2人は裏手の勝手口のドアノブに手を掛けた。確かに腹の虫が鳴る、香ばしい牛肉とつゆの匂い。その厨房の左脇に事務所らしき場所が有ったがそこは男臭さが漂う地獄だった。6人の警察官が小さな画面に釘付けになり、隣では痩せ型で背の高い店長と思しき男性がぼんやりと手持ち無沙汰で立っていた。竹村が手を挙げ、久我が深々とお辞儀をする。

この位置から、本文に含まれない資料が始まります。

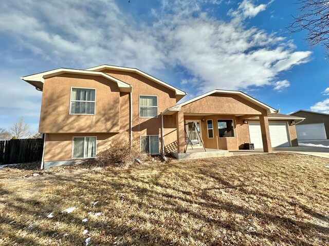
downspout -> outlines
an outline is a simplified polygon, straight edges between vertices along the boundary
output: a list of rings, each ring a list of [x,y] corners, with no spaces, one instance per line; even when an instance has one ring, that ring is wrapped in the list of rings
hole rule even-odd
[[[131,91],[129,94],[129,108],[130,108],[130,121],[129,122],[129,128],[130,128],[130,148],[133,148],[133,87],[131,86]]]
[[[161,112],[161,155],[164,161],[168,160],[167,157],[164,156],[164,140],[163,140],[163,112]]]
[[[163,140],[163,115],[161,112],[161,153],[164,156],[164,141]]]
[[[43,169],[44,167],[44,158],[45,157],[45,147],[46,146],[46,133],[44,133],[44,137],[43,137],[43,150],[42,150],[42,157],[41,158],[41,169]]]

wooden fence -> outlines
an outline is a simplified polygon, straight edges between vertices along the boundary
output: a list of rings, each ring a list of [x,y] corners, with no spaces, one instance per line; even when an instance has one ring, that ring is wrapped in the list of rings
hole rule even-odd
[[[41,161],[43,141],[42,138],[0,141],[0,164]]]

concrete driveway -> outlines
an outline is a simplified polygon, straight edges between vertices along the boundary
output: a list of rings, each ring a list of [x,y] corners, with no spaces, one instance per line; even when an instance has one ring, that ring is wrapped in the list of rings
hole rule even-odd
[[[295,146],[273,148],[273,152],[279,152],[282,151],[329,158],[329,148],[313,146]]]
[[[315,145],[324,145],[329,147],[329,140],[299,140],[298,142],[300,144],[309,144]]]
[[[325,141],[325,140],[324,140]],[[326,145],[329,146],[329,141]],[[263,152],[263,149],[256,149],[254,150],[241,150],[237,151],[230,151],[233,155],[251,155],[254,154],[265,154]],[[320,157],[329,158],[329,148],[321,148],[314,146],[295,146],[290,147],[273,148],[273,152],[287,152],[301,154],[303,155],[314,155]]]

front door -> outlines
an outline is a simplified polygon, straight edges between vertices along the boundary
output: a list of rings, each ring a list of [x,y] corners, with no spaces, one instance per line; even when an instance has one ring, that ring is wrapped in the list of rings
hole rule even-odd
[[[185,121],[186,124],[188,124],[185,126],[185,129],[187,133],[187,137],[190,137],[190,140],[193,146],[202,146],[201,143],[201,139],[200,139],[198,134],[197,133],[195,129],[192,129],[193,122],[194,122],[196,126],[196,130],[197,130],[200,136],[202,137],[201,134],[201,121],[195,119],[189,119]]]

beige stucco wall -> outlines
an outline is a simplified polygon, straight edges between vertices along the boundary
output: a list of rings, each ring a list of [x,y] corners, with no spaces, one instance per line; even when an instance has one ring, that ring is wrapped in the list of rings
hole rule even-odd
[[[96,89],[94,115],[70,115],[71,87]],[[104,77],[63,74],[45,79],[39,132],[119,132],[120,92],[117,84]]]
[[[139,146],[141,135],[158,135],[160,138],[160,114],[175,105],[175,92],[134,73],[107,72],[133,86],[133,136],[135,147]],[[71,87],[96,89],[95,115],[69,115]],[[157,96],[157,118],[139,117],[139,95]],[[101,77],[63,74],[46,79],[39,129],[40,132],[48,133],[44,161],[71,159],[73,136],[97,136],[97,153],[114,141],[128,139],[129,100],[129,93],[120,92],[116,83]],[[170,135],[173,131],[175,129],[166,129],[164,134]],[[159,143],[160,150],[160,147]]]
[[[160,113],[168,108],[176,104],[176,97],[175,91],[164,87],[150,79],[130,72],[104,70],[102,72],[117,78],[133,86],[133,136],[134,142],[139,142],[140,136],[143,135],[158,135],[161,136]],[[158,97],[158,117],[139,117],[139,95],[155,95]],[[164,122],[166,122],[166,119]],[[175,125],[173,126],[175,128]],[[172,128],[165,128],[163,134],[166,136],[171,134]],[[168,140],[170,141],[170,138]],[[164,137],[166,140],[166,137]],[[168,142],[167,145],[168,145]],[[161,145],[159,144],[159,149]]]
[[[216,93],[181,107],[184,113],[260,115],[266,110],[237,95]]]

「いやぁ。すんませんねぇ、営業に差し障りはないですかねぇ」

「いえ、大丈夫です」

「申し訳ございません、ご協力感謝します」

「は、はぁ」




防犯カメラの映像を映し出すパソコン、マウスをクリックする音がカチ、カチカチと響く。店先では「ありゃーとやんしタァ」と如何にもバイトの男子高校生が気の抜けたサイダーみたいな声で客の背中を見送っている。




「どうだ?」





竹村が大聖寺署の警察官に耳打ちすると首を大きく縦に振った。お宝がザクザク出て来た様だ。久我と竹村が顔を見合わせて頷く。




「店長さん、これお借りしますよ」

「は、はい」




菊野恵子の証言に嘘偽りはなかった。西村裕人は隔日勤務、公休日以外は必ず 24:25〜24:30にこの店の出入り口で真っ赤なワンピースを着た小柄で華奢な女性を乗せ、ウインカーを左に出している。その姿をアルバイト店員たちは《《親密な間柄》》の様に見えたと皆、口を揃えた。




「竹村さん、西村の”何と無く”は微妙になって来ましたね」

「そんなもん、最初から微妙だよ」

「はい」

「意図的に抜いてるんだろうよ」

「SDカード」

「そうだ」




ただ暴風雨の深夜、この時ばかりは状況が違った。牛丼加茂店出入り口に北陸交通の行灯が到着した時刻は24:10といつもより数十分早く、タクシーの号車番号は112、後部座席のドアを開けたドライバーは横長黒縁眼鏡を掛けた太田和彦だった。そしてそのタクシーに乗り込んだのは《《白いワンピース》》を着た山下朱音。次に24:40を前後して加茂交差点をUターンし、牛丼加茂店駐車場に進入し停車する106号車、店内をキョロキョロと見回す西村裕人。同時刻、加賀市内方面に走り去る北重忠が運転する124号車が録画されていた。




「久我」

「はい。」

「持ってるな」

「はい、持って居ますね」




白いワンピースを着た山下朱音の手には色、形状は不鮮明だが袋らしき物が握られている。現場検証で見つけ出す事が出来なかった物証だ。